James L Crowley - Put That There: 30 Years of Research on Multimodal Interaction

14:00

Thursday

Mar

2019

Keynote Speech

Organized by:

L'équipe Keynote du LIG : Nicolas Peltier, Renaud Lachaize, Dominique Vaufreydaz

Speaker:

James Crowley (GrenobleINP / LIG)

Teams:

James L. Crowley is a Professor at Grenoble Polytechnique Institute (Grenoble INP), at the Univ. Grenoble Alpes, where he teaches courses in Computer Vision, Machine Learning and Artificial Intelligence. He directs the Pervasive Interaction research group at INRIA Grenoble Rhône-Alpes Research Center in Montbonnot, France.
Over the last 35 years, professor Crowley has made a number of fundamental contributions to computer vision, robotics and multi-modal interaction. These include early innovations in scale invariant computer vision, localization and mapping for mobile robots, appearance-based techniques for computer vision, and visual perception for human-computer interaction.
Current research concerns context aware observation and modeling of human activity, Ambient Intelligence, and new forms of Human-Computer Interaction based on machine perception.

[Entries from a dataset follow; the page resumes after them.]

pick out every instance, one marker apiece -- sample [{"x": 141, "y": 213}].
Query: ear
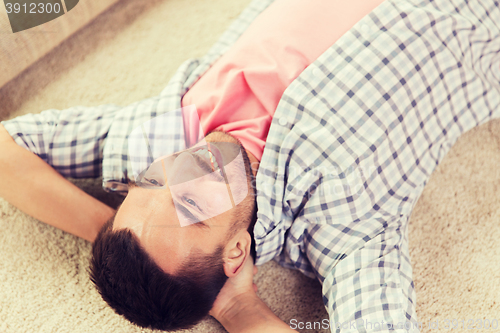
[{"x": 236, "y": 252}]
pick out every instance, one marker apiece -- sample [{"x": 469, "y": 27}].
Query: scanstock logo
[{"x": 28, "y": 14}]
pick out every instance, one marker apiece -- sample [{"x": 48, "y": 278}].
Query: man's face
[{"x": 194, "y": 212}]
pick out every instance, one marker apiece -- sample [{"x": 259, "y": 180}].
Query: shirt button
[{"x": 317, "y": 72}]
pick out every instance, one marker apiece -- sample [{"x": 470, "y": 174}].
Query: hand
[
  {"x": 240, "y": 310},
  {"x": 235, "y": 290}
]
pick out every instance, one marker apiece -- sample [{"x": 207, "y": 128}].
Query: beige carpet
[{"x": 129, "y": 53}]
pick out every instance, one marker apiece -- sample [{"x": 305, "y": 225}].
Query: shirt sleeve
[
  {"x": 71, "y": 140},
  {"x": 367, "y": 282}
]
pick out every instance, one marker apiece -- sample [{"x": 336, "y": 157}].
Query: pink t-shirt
[{"x": 241, "y": 91}]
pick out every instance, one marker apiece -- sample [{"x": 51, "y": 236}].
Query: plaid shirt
[{"x": 352, "y": 144}]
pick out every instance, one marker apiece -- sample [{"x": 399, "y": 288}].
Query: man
[{"x": 351, "y": 145}]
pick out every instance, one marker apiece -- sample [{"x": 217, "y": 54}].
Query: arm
[
  {"x": 239, "y": 309},
  {"x": 36, "y": 188}
]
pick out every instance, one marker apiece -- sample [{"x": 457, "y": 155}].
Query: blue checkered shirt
[{"x": 352, "y": 144}]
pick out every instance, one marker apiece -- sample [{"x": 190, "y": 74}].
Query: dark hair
[{"x": 137, "y": 288}]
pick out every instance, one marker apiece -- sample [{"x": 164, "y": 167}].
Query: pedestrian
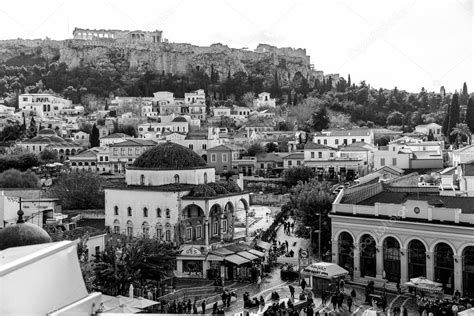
[
  {"x": 203, "y": 306},
  {"x": 340, "y": 300},
  {"x": 384, "y": 303},
  {"x": 229, "y": 296},
  {"x": 224, "y": 298},
  {"x": 292, "y": 291},
  {"x": 324, "y": 297},
  {"x": 303, "y": 284},
  {"x": 334, "y": 302},
  {"x": 405, "y": 311}
]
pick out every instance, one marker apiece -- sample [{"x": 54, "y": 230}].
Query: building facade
[{"x": 391, "y": 231}]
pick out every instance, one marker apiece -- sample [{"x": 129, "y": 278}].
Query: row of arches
[{"x": 415, "y": 257}]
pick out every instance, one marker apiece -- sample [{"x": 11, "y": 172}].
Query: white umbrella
[
  {"x": 467, "y": 312},
  {"x": 142, "y": 302},
  {"x": 124, "y": 309},
  {"x": 325, "y": 270}
]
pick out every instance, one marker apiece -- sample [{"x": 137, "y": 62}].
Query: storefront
[{"x": 324, "y": 276}]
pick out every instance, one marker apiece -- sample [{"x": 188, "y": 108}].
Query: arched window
[
  {"x": 129, "y": 228},
  {"x": 468, "y": 271},
  {"x": 416, "y": 259},
  {"x": 159, "y": 232},
  {"x": 346, "y": 251},
  {"x": 146, "y": 229},
  {"x": 368, "y": 261},
  {"x": 391, "y": 259},
  {"x": 116, "y": 226},
  {"x": 444, "y": 267}
]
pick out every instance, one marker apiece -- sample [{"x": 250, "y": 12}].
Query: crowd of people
[{"x": 436, "y": 306}]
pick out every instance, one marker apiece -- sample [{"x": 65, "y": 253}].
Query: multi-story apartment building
[{"x": 123, "y": 154}]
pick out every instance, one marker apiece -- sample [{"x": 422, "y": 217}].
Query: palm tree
[{"x": 459, "y": 131}]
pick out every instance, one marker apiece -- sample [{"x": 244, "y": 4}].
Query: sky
[{"x": 404, "y": 43}]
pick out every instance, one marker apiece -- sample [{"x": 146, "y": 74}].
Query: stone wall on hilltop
[{"x": 175, "y": 58}]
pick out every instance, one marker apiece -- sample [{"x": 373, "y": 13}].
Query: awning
[
  {"x": 257, "y": 253},
  {"x": 247, "y": 255},
  {"x": 326, "y": 270},
  {"x": 236, "y": 259},
  {"x": 264, "y": 245},
  {"x": 222, "y": 252},
  {"x": 212, "y": 257}
]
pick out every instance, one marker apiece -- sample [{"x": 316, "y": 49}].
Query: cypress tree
[
  {"x": 453, "y": 115},
  {"x": 94, "y": 136},
  {"x": 470, "y": 115}
]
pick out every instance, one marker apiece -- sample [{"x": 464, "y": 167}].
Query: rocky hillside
[{"x": 174, "y": 58}]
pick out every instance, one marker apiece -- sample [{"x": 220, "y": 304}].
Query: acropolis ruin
[{"x": 118, "y": 35}]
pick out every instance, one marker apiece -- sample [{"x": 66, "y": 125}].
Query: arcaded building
[{"x": 389, "y": 232}]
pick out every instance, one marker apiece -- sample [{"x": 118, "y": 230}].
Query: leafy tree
[
  {"x": 132, "y": 262},
  {"x": 13, "y": 178},
  {"x": 79, "y": 191},
  {"x": 460, "y": 131},
  {"x": 48, "y": 156},
  {"x": 94, "y": 137},
  {"x": 271, "y": 147},
  {"x": 294, "y": 175},
  {"x": 395, "y": 118},
  {"x": 22, "y": 161},
  {"x": 320, "y": 119},
  {"x": 12, "y": 132},
  {"x": 255, "y": 149},
  {"x": 310, "y": 200},
  {"x": 126, "y": 129},
  {"x": 470, "y": 115},
  {"x": 453, "y": 115}
]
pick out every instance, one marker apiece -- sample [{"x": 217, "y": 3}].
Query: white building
[
  {"x": 179, "y": 125},
  {"x": 431, "y": 128},
  {"x": 169, "y": 196},
  {"x": 42, "y": 104},
  {"x": 264, "y": 100},
  {"x": 337, "y": 137},
  {"x": 106, "y": 141},
  {"x": 463, "y": 155},
  {"x": 389, "y": 232}
]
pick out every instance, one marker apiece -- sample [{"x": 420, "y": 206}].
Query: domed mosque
[
  {"x": 171, "y": 194},
  {"x": 22, "y": 234}
]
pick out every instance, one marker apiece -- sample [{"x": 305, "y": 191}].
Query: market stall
[
  {"x": 425, "y": 287},
  {"x": 324, "y": 276}
]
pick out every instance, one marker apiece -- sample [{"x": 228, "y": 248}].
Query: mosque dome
[
  {"x": 169, "y": 156},
  {"x": 180, "y": 119},
  {"x": 47, "y": 131},
  {"x": 22, "y": 234}
]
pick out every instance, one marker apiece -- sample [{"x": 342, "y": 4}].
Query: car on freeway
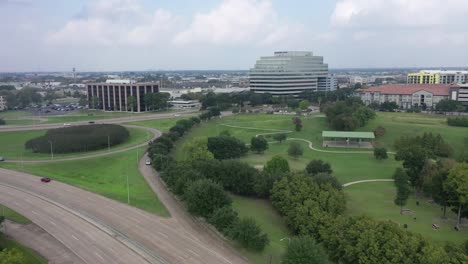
[{"x": 45, "y": 179}]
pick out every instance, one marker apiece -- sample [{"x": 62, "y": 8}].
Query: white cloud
[
  {"x": 238, "y": 22},
  {"x": 115, "y": 22}
]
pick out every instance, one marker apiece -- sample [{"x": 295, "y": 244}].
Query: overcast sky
[{"x": 107, "y": 35}]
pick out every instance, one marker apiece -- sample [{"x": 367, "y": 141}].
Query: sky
[{"x": 126, "y": 35}]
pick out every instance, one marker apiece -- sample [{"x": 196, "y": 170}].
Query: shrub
[
  {"x": 318, "y": 166},
  {"x": 204, "y": 196},
  {"x": 79, "y": 138},
  {"x": 248, "y": 234},
  {"x": 380, "y": 153},
  {"x": 258, "y": 144},
  {"x": 380, "y": 131},
  {"x": 458, "y": 121}
]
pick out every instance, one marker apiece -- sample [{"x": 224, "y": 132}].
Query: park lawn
[
  {"x": 375, "y": 199},
  {"x": 12, "y": 144},
  {"x": 31, "y": 256},
  {"x": 106, "y": 175},
  {"x": 13, "y": 215},
  {"x": 270, "y": 222},
  {"x": 161, "y": 124},
  {"x": 411, "y": 124}
]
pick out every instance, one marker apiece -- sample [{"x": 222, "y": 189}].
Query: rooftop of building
[{"x": 408, "y": 89}]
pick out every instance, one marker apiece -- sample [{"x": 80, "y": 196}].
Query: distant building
[
  {"x": 115, "y": 96},
  {"x": 183, "y": 104},
  {"x": 438, "y": 77},
  {"x": 407, "y": 96},
  {"x": 290, "y": 73},
  {"x": 3, "y": 105}
]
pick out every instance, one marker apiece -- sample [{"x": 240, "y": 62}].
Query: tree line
[{"x": 78, "y": 138}]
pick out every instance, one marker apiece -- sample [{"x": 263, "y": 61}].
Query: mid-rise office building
[
  {"x": 123, "y": 95},
  {"x": 290, "y": 73},
  {"x": 438, "y": 77},
  {"x": 3, "y": 105}
]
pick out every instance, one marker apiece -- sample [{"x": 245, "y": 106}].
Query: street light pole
[{"x": 51, "y": 149}]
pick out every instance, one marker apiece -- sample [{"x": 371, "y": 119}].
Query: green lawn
[
  {"x": 13, "y": 216},
  {"x": 376, "y": 200},
  {"x": 270, "y": 222},
  {"x": 105, "y": 175},
  {"x": 31, "y": 256},
  {"x": 347, "y": 167},
  {"x": 12, "y": 144}
]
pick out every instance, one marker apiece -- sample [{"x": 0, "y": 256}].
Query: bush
[
  {"x": 258, "y": 144},
  {"x": 223, "y": 218},
  {"x": 380, "y": 153},
  {"x": 204, "y": 196},
  {"x": 458, "y": 121},
  {"x": 304, "y": 250},
  {"x": 248, "y": 234},
  {"x": 226, "y": 147},
  {"x": 78, "y": 138},
  {"x": 380, "y": 131},
  {"x": 295, "y": 150},
  {"x": 318, "y": 166}
]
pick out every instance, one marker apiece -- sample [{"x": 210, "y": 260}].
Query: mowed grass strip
[
  {"x": 376, "y": 200},
  {"x": 30, "y": 255},
  {"x": 106, "y": 175},
  {"x": 13, "y": 215},
  {"x": 12, "y": 144}
]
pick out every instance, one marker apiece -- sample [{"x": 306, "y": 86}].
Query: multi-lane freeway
[{"x": 100, "y": 230}]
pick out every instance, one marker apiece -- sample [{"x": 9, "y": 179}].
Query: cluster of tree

Humans interact with the world using five major senses: sight, hearing, touch, smell, and taste. Almost all interaction with the environment is naturally multimodal, as audio, tactile or paralinguistic cues provide confirmation for physical actions and spoken commands. Multimodal interaction seeks to fully exploit these parallel channels for perception and action to provide robust, natural interaction.
Richard Bolt’s "Put That There" (1980) provided an early paradigm that demonstrated the power of multimodality and helped attract researchers from a variety of disciplines to study a new approach for computing that moves beyond desktop graphical user interfaces (GUI). A series of workshops on Perceptual User Interfaces, as well as the organization of the 1st ICMI in Beijing in 1996 and eventually to the creation of the ACM Transactions on Interactive Intelligent Systems, in 2011.
In this talk I will look back to the origins of the scientific community of multimodal interaction, and review some of the more salient results that have emerged over the last 30 years including results in machine perception, system architecture, and human-computer interaction. I will illustrate these with demonstrations of multimodal interaction with smart environments, constructed in Grenoble in the period 1990 to 2010.
Recently a number of game-changing technologies such as deep learning, cloud computing, and planetary scale data collection have emerged to provide robust solutions to historically hard problems. As a result, scientific understanding of multimodal interaction gas taken on new relevance as construction of practical systems becomes feasible. I will discuss the impact of these new technologies and the opportunities and challenges that they raise, and conclude with a discussion of the importance of convergence with cognitive science and cognitive systems to provide foundations for intelligent, human-centered interactive systems that learn and fully understand humans and human-to-human social interaction, in order to provide services that surpass the abilities of the most intelligent human servants.